Heavyweight Bots in the Clouds: The Wrong Incentives and Poorly Crafted Balances That Lead to the Blocking of Information Online

Raymond, Anjanette H. | August 1, 2013

The United States and the European Union have long recognized the need to protect ISPs from potential liability from customers using their services to infringe intellectual property rights. These protections arise from a long-standing belief that intellectual property right holders should bear the burden of protecting their property, even in the quick moving Internet environment. However, a recent series of cases has called into question the ISPs’ liability protections as their technology is often the only real means to prevent wide scale infringing activity. This series has caused courts to revisit ISPs’ liability and to impose a ‘cooperative burden’ requiring ISPs to assist in the protection of intellectual property rights. In creating this burden, the ISPs and right holders have reacted by working together to craft technology advances that identify infringing activities. However, the technology is not yet ready for wide scale use and is often accompanied by policies that encourage the over-identification of material that should never be considered infringing.
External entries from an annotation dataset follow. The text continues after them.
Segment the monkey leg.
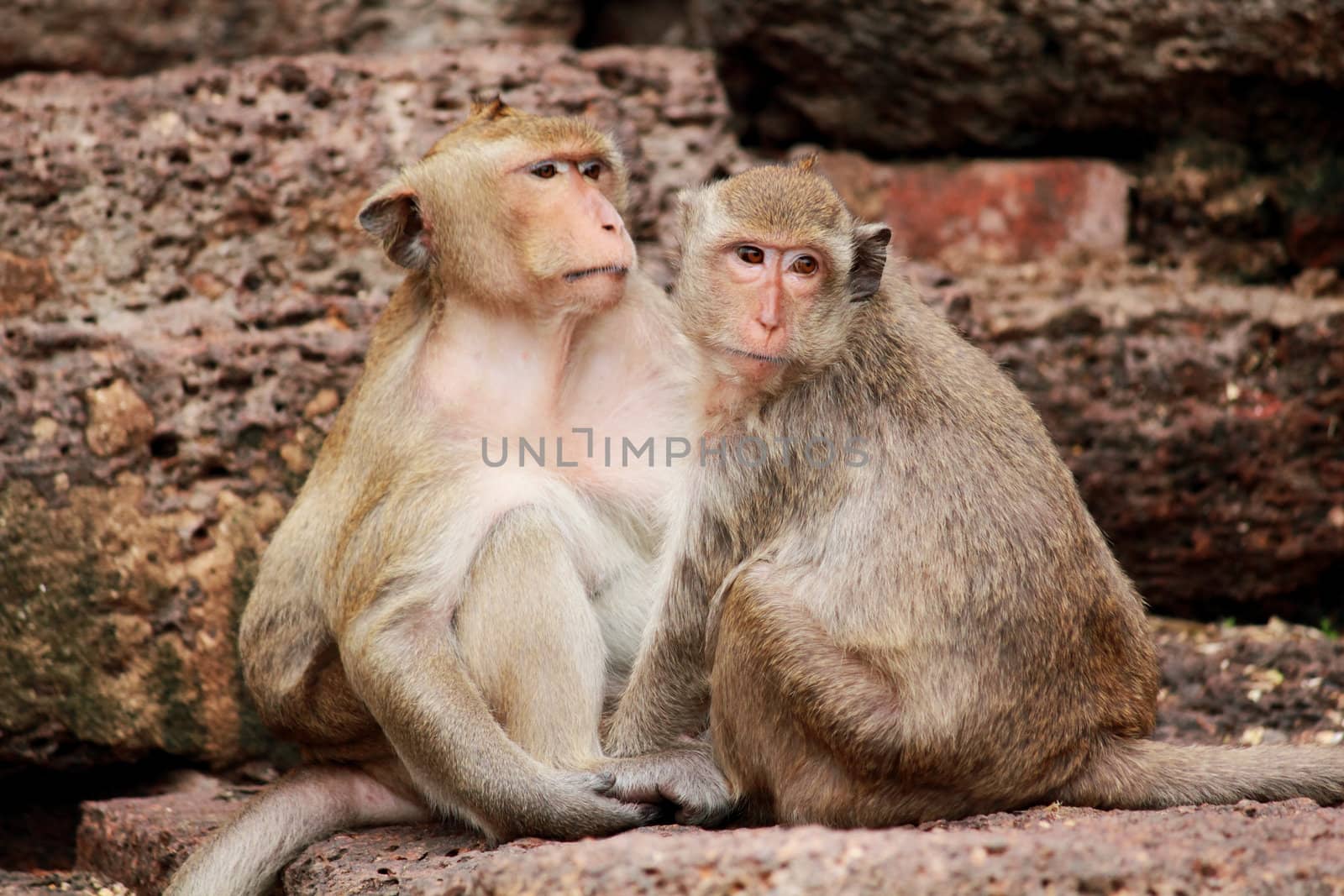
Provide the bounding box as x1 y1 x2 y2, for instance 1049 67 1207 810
164 763 430 896
455 509 606 768
341 509 656 840
710 572 979 827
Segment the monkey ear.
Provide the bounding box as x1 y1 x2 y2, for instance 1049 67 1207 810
849 224 891 302
359 184 430 270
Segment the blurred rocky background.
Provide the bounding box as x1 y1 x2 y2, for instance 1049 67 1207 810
0 0 1344 892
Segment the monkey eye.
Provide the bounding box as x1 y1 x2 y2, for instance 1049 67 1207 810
789 255 817 274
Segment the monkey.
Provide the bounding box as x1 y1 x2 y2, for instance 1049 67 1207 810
168 99 726 896
605 160 1344 827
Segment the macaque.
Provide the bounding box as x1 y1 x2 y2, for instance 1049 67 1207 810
606 161 1344 827
168 101 723 896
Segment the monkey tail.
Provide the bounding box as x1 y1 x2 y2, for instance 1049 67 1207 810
1059 739 1344 809
164 766 428 896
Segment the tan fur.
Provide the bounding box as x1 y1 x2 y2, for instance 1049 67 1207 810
168 102 712 896
606 166 1344 826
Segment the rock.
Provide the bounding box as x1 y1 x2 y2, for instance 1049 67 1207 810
0 251 56 320
76 619 1344 896
0 45 737 770
912 258 1344 625
0 0 583 76
695 0 1344 155
71 791 1344 896
793 150 1131 264
1288 209 1344 269
0 871 134 896
1131 139 1301 284
83 379 155 457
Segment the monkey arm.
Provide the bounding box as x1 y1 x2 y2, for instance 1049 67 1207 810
605 521 727 757
341 589 650 840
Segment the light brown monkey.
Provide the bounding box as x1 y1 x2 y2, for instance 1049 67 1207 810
606 164 1344 826
168 101 722 896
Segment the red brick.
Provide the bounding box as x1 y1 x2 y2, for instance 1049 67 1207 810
818 153 1131 262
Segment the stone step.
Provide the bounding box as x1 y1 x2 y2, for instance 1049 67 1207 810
79 779 1344 896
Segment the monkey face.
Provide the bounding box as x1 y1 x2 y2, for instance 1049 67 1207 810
359 101 636 316
676 166 890 392
500 145 634 311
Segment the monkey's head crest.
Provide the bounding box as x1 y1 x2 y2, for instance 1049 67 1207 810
793 152 817 170
466 94 522 121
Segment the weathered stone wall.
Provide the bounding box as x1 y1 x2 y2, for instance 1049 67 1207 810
0 0 583 76
0 45 734 768
696 0 1344 155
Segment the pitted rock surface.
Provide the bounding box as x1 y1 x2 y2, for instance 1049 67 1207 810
78 619 1344 896
0 45 737 767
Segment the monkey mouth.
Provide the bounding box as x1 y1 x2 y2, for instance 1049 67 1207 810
564 265 630 284
723 347 789 364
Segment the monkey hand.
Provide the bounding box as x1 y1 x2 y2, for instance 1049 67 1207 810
511 768 663 840
602 739 734 827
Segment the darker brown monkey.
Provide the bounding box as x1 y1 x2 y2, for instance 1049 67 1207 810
606 164 1344 826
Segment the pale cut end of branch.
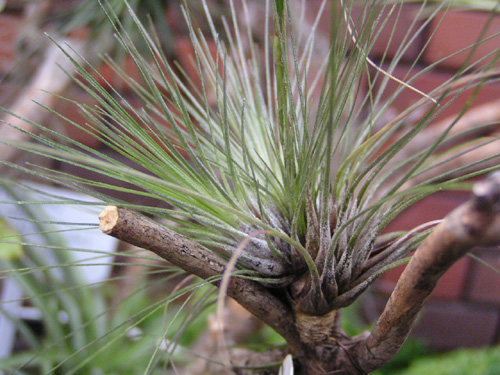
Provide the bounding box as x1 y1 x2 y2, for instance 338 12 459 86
99 206 119 234
99 206 301 353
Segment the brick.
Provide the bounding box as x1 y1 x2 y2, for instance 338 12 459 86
352 4 424 62
386 191 471 232
361 293 499 350
50 87 101 148
376 191 470 300
0 14 22 74
376 64 500 125
466 248 500 306
413 300 498 350
424 11 500 68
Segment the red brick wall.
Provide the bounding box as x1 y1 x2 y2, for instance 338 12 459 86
0 0 500 348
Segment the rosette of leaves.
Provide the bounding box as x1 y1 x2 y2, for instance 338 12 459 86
5 0 498 374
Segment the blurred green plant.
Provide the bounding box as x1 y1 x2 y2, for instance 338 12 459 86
1 0 499 373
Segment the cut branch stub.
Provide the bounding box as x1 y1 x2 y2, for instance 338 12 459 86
351 173 500 373
99 206 301 355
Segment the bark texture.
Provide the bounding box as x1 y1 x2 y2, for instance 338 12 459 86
99 206 300 354
100 172 500 375
351 173 500 373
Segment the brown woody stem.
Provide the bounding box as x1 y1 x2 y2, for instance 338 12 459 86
353 174 500 373
99 206 300 354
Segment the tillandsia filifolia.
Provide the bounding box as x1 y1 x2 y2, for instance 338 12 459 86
2 0 498 374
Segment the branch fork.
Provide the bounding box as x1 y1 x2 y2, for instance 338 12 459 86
100 172 500 375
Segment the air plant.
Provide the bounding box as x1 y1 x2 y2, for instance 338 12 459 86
2 0 498 374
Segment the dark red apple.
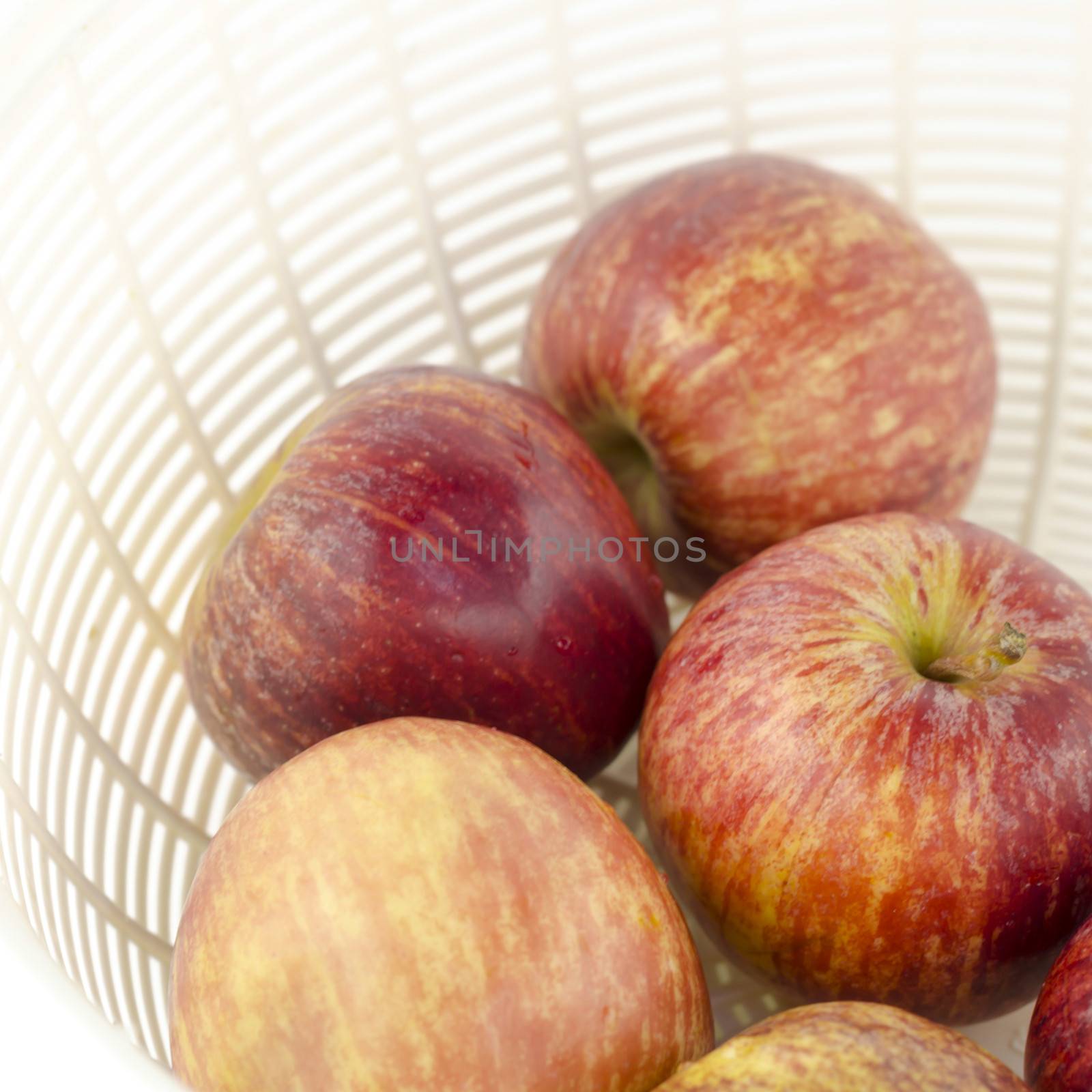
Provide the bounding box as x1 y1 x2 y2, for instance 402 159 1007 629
639 513 1092 1023
1024 919 1092 1092
523 155 996 591
184 367 667 777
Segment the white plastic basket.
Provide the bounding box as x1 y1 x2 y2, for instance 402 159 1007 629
0 0 1092 1088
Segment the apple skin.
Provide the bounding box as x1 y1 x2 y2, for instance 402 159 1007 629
522 155 997 593
639 513 1092 1024
182 366 668 777
169 717 713 1092
1024 919 1092 1092
659 1001 1028 1092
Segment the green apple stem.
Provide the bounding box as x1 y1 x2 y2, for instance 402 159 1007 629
921 621 1028 682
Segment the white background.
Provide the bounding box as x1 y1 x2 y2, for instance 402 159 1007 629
0 0 162 1092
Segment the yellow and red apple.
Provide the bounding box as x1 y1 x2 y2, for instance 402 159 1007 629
184 367 667 777
171 719 712 1092
639 513 1092 1023
1024 919 1092 1092
659 1001 1028 1092
523 155 996 591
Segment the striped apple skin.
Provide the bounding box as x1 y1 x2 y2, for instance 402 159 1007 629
1024 919 1092 1092
661 1001 1028 1092
639 513 1092 1023
184 367 667 777
522 155 996 586
169 717 712 1092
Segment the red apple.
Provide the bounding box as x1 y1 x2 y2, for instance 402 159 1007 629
639 513 1092 1023
1024 919 1092 1092
169 717 712 1092
659 1001 1028 1092
523 155 996 591
184 367 667 777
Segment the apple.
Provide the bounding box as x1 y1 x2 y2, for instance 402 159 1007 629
522 155 996 592
639 513 1092 1023
169 717 713 1092
659 1001 1028 1092
1024 919 1092 1092
182 366 668 777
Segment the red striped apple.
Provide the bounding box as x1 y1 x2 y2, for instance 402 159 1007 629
659 1001 1028 1092
523 155 996 591
1024 919 1092 1092
184 367 667 777
639 513 1092 1023
169 717 712 1092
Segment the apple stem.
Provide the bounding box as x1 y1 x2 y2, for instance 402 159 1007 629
921 621 1028 682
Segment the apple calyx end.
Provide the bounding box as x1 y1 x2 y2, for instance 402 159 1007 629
921 621 1028 682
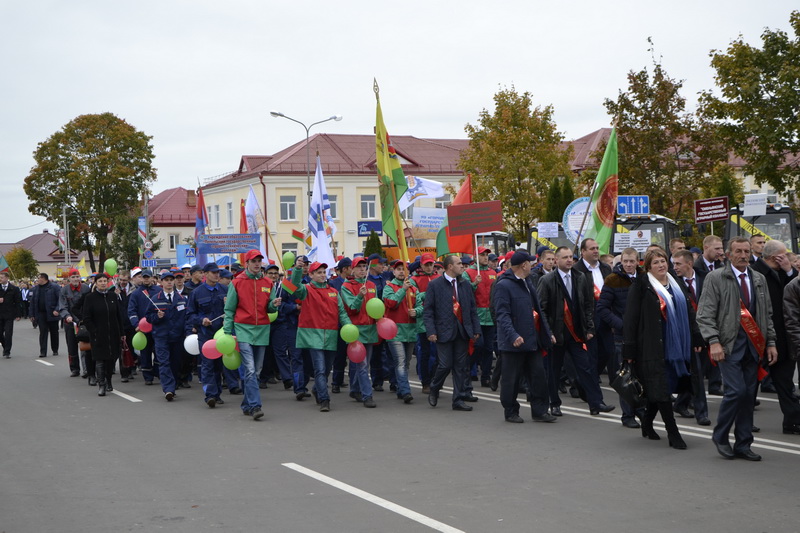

The over-identification is even more troubling in the face of automatic blocking activities that allow entities to claim material that is not part of their intellectual property portfolio. This activity is preventing communication, blocking the dissemination of information, and sometimes holding rightful owners of the material hostage to the automatic bot shut down activities. Simply put, this new cooperative burden is creating an odd set of incentives with no regard for individual internet users’ rights. This paper will consider incentives created under the law for ISPs to over-protect intellectual property rights. The paper will then consider the creation of an appropriate balance between stakeholders within the online world—one that re-evaluates the priority given to right holders and instead truly balances the burden of protecting intellectual property in the online world. Finally, the paper will suggest that the law must be reconsidered in light of the new technologies being employed by ISPs and intellectual property right holders in an effort to combat online piracy at the expense of individual users.